14 Luglio 2026 in Notizie Fiscali

Nel Modello 730/2026 nel Quadro E sezione II vanno indicati gli oneri e spese per i quali spetta una deduzione dal reddito complessivo
In particolare, gli oneri e le spese per i quali è riconosciuta una deduzione dal reddito complessivo sono elencati nell’art. 10 del TUIR o in altre disposizioni di legge.
La deduzione spesso non può essere calcolata sull’intera spesa sostenuta, ma su un ammontare massimo fissato dalla legge come, ad esempio, per i contributi versati alle forme pensionistiche complementari o ai Fondi integrativi del Servizio Sanitario Nazionale.

Il CAF o il professionista abilitato, in presenza di oneri e spese per i quali è richiesta la deduzione dal reddito complessivo, deve informare il contribuente sui presupposti che ne consentono la fruizione ed effettuare:

  • una verifica documentale che consenta di controllare che l’entità della spesa riportata sul modello 730 corrisponda a quanto indicato sulla ricevuta, fattura o altra documentazione in possesso del contribuente;
  • una verifica relativa alla corretta applicazione delle disposizioni che disciplinano gli oneri.

Vediamo le regole generali con cui è possibile indicare queste spese nella dichiarazione dei redditi 2026 anno di imposta 2025.

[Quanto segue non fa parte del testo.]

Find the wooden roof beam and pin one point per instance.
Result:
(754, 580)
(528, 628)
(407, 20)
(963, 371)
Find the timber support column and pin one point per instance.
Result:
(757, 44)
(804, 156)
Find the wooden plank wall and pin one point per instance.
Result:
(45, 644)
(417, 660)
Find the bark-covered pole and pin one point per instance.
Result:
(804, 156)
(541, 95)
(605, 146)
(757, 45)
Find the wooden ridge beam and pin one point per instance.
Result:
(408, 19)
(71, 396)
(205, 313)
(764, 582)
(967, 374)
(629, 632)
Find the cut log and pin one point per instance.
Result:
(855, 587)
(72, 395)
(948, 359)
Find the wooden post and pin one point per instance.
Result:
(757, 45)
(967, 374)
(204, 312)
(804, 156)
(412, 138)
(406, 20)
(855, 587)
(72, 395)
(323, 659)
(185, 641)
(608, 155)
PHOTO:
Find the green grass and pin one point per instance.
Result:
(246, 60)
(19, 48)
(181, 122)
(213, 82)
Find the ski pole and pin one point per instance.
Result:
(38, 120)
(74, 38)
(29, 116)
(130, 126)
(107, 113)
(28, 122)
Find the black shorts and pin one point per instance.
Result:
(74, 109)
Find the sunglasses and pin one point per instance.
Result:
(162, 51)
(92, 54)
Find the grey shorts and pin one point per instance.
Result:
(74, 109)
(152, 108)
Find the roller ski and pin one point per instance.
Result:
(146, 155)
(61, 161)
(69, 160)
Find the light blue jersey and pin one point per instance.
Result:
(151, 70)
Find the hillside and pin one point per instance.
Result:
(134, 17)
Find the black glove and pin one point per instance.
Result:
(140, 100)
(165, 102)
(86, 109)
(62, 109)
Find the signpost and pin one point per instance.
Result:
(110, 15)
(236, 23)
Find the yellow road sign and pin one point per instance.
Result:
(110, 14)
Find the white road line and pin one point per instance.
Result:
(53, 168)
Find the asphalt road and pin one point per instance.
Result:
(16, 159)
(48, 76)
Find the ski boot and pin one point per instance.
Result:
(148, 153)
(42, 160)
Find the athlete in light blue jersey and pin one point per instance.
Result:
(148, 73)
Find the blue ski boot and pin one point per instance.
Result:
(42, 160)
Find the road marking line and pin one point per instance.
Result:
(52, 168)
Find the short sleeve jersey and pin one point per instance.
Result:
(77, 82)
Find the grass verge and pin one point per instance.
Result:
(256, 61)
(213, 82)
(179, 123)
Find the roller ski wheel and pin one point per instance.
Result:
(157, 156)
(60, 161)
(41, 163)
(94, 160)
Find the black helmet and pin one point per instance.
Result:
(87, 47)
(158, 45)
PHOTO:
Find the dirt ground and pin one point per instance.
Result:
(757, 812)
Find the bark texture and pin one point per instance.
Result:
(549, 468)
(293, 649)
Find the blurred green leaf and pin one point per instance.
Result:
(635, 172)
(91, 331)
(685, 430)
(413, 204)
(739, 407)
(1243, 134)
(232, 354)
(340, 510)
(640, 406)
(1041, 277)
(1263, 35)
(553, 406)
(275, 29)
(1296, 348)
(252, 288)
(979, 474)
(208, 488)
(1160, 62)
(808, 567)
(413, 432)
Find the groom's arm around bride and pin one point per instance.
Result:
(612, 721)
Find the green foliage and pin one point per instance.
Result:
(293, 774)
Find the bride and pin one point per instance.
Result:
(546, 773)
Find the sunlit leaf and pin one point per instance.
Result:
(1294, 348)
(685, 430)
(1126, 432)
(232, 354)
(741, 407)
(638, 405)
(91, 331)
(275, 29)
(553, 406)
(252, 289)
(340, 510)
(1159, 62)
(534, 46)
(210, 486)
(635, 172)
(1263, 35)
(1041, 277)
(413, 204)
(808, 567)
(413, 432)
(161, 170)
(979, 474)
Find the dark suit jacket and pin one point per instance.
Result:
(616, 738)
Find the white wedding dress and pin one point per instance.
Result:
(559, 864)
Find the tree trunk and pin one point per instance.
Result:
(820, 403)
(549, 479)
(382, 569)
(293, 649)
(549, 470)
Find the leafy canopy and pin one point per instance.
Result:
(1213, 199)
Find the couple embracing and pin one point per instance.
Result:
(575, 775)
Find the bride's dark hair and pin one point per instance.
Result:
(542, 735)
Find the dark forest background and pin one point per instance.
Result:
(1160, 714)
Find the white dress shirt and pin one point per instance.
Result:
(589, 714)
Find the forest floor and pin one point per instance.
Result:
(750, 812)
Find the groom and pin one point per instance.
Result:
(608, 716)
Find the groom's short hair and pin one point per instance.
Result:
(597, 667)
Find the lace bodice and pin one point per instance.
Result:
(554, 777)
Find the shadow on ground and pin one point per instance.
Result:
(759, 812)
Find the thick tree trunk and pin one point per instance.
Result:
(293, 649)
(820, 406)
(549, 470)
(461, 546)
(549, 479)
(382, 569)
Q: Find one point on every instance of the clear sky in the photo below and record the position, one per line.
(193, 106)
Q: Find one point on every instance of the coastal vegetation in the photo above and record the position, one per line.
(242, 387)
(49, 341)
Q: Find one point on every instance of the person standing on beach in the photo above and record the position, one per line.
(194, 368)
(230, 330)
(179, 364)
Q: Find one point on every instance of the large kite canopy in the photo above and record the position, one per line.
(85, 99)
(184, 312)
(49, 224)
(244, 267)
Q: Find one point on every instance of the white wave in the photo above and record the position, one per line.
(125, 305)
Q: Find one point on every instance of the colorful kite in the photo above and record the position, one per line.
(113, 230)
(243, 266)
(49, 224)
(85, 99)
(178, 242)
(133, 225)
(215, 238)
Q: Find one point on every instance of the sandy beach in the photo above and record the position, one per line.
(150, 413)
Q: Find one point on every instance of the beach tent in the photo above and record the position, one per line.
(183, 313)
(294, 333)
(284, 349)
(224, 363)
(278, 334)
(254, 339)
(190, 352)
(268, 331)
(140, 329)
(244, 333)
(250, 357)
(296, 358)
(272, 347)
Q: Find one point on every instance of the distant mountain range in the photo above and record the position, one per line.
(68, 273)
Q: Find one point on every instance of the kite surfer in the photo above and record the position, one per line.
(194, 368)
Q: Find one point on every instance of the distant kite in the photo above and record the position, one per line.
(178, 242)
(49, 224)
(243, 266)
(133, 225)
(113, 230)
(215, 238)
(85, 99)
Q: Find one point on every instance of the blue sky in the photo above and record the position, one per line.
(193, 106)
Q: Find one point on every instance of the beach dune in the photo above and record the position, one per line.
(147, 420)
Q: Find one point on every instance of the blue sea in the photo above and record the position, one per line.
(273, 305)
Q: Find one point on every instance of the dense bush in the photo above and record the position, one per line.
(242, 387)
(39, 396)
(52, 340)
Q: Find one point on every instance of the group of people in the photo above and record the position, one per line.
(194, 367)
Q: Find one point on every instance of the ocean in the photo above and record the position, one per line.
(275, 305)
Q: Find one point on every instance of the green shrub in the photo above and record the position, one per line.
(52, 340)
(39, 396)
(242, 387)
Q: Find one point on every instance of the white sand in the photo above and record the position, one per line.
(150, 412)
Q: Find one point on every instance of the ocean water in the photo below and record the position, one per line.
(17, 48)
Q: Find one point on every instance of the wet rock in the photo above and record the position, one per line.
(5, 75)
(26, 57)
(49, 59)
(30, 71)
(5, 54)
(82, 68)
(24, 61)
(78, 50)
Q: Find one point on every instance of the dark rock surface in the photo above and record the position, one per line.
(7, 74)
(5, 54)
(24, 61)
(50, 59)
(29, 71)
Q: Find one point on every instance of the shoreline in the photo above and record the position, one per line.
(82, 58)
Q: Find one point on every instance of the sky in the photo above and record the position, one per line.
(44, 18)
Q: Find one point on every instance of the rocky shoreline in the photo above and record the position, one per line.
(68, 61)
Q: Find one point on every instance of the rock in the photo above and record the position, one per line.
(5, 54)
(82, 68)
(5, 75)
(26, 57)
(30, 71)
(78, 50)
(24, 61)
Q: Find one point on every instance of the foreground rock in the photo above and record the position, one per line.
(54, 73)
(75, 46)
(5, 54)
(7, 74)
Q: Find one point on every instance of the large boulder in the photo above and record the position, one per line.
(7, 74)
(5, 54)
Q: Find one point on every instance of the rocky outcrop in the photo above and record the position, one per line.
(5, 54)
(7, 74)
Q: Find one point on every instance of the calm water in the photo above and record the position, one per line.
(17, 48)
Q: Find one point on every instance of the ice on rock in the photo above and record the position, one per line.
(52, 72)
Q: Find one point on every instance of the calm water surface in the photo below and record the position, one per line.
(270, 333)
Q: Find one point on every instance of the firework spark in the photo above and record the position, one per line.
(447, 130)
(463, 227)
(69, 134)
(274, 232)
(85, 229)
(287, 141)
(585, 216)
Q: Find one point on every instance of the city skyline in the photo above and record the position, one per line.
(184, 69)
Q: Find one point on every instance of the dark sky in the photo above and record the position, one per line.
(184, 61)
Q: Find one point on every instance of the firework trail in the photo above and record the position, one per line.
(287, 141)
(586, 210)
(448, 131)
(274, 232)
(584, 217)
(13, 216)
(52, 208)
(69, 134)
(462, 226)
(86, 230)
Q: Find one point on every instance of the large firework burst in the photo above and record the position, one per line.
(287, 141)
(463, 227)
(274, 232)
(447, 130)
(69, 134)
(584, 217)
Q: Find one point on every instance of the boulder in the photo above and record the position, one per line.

730/2026 e oneri deducibili: regole generali per abbassare la tassazione

Come specificato anche dalle Entrate nell'ultima guida 2026 con tutte le regole per la dichiarazione dei redditi, per tutti gli oneri e le spese che danno diritto alla deduzione dal reddito si applicano i seguenti principi generali:

  1. la deduzione spetta solo per gli oneri e le spese indicati nel TUIR o in altre disposizioni di legge;
  2.  gli oneri e le spese devono essere indicati nella dichiarazione dei redditi relativa all’anno in cui sono stati sostenuti e idoneamente documentati;
  3. gli oneri e le spese abbattono il reddito complessivo nel periodo d’imposta in cui sono stati effettivamente sostenuti (principio di cassa). Attenzione al fatto che in caso di utilizzo della carta di credito rileva il momento in cui è stata utilizzata la carta e non assume nessuna rilevanza, invece, il diverso e successivo momento in cui avviene l’addebito sul conto corrente del titolare della carta, momento che può quindi collocarsi anche in un periodo d’imposta successivo;
  4.  la deduzione spetta solo se gli oneri e le spese restano effettivamente a carico di chi li ha sostenuti. Da quanto evidenziato si evenice che la deduzione non spetta se le spese sono rimborsate e il rimborso non ha concorso al reddito;
  5. la deduzione, nella maggior parte dei casi, può essere fruita solo nel limite del reddito complessivo. L’eventuale eccedenza non può quindi essere chiesta a rimborso né portata in deduzione nel periodo d’imposta successivo, tranne che non vi sia un’espressa previsione normativa. Un’eccezione a tale regola generale è prevista, ad esempio, per le somme restituite al soggetto erogatore che hanno concorso a tassazione negli anni precedenti (art. 10, comma 1, lett. d-bis, del TUIR).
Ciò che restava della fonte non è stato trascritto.